Omayma, ergastolo al marito assassino. Dovrà risarcire anche il Centro Donne Antiviolenza

La più severa delle condanne: il carcere a vita, senza alcuna attenuante. E' questa la sentenza che la Corte d'Assise di Messina (presidente Trovato) ha stabilito per Fouzi Dridi, il tunisino reo confesso dell'omicidio di Omayma Benghaloum, uccisa dal marito in casa, il 4 settembre 2015, sotto gli occhi delle quattro figlie, tutte minorenni. L'Accusa aveva chiesto per l'uomo l'ergastolo con isolamento diurno per 10 mesi.
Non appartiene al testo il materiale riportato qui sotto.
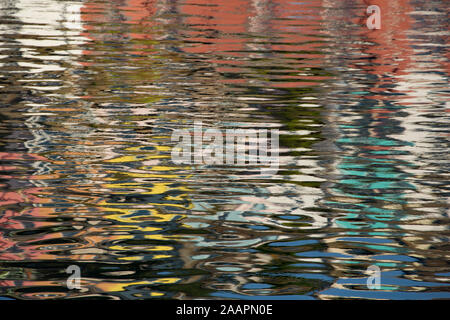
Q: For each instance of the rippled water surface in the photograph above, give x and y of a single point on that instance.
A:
(91, 92)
La Corte ha stabilito una provvisionale di 10 mila euro per ogni familiare costituito parte civile, e 2500 euro al Centro Donne Anti Violenza, rappresentato dall'avvocato Maria Giaquinta.

Il difensore dell'imputato, l'avvocato Alberto D'Audino, aveva cercato di ridimensionare la pena, malgrado la condanna fosse inevitabile, chiedendo l'esclusione dei futili mutivi e della crudeltà e insistendo sul fatto che la famiglia d'origine era di origine musulmana, quindi permeata da una cultura dove la donna ha un ruolo subalterno.

Invece Omayma, in Italia, faceva una vita attiva: lavorava come mediatrice culturale per la Questura di Messina, aiutando il personale durante i continui sbarchi di migranti, e stava crescendo le figlie secondo principi ben più liberali di quelli del marito.

Stamane, in udienza, l'uomo ha chiesto perdono ai familiari della trentatreenne. Ma non ha convinto i giudici.

Il processo ha ripercorso la tremenda vicenda, attraverso le testimonianze dei familiari, i documenti acquisiti e i racconti delle stesse figlie di Omayma. Poi l'aggianciante conferma della confessione del marito, durante la penultima udienza. Proprio durante quella testimonianza il tunisino ha ammesso di aver precedentemente maltrattato la moglie, più volte.

Il legale delle figlie, l'avvocato Maristella Bossa, durante il processo ha prodotto i certificati medici italiani che documentavano le lesioni inferte dal marito alla moglie, e che lei stessa aveva spedito in Tunisia, per evitare che l'uomo le distruggesse. Ha anche ripercorso quella orribile notte, nell'abitazione familiare di Sperone.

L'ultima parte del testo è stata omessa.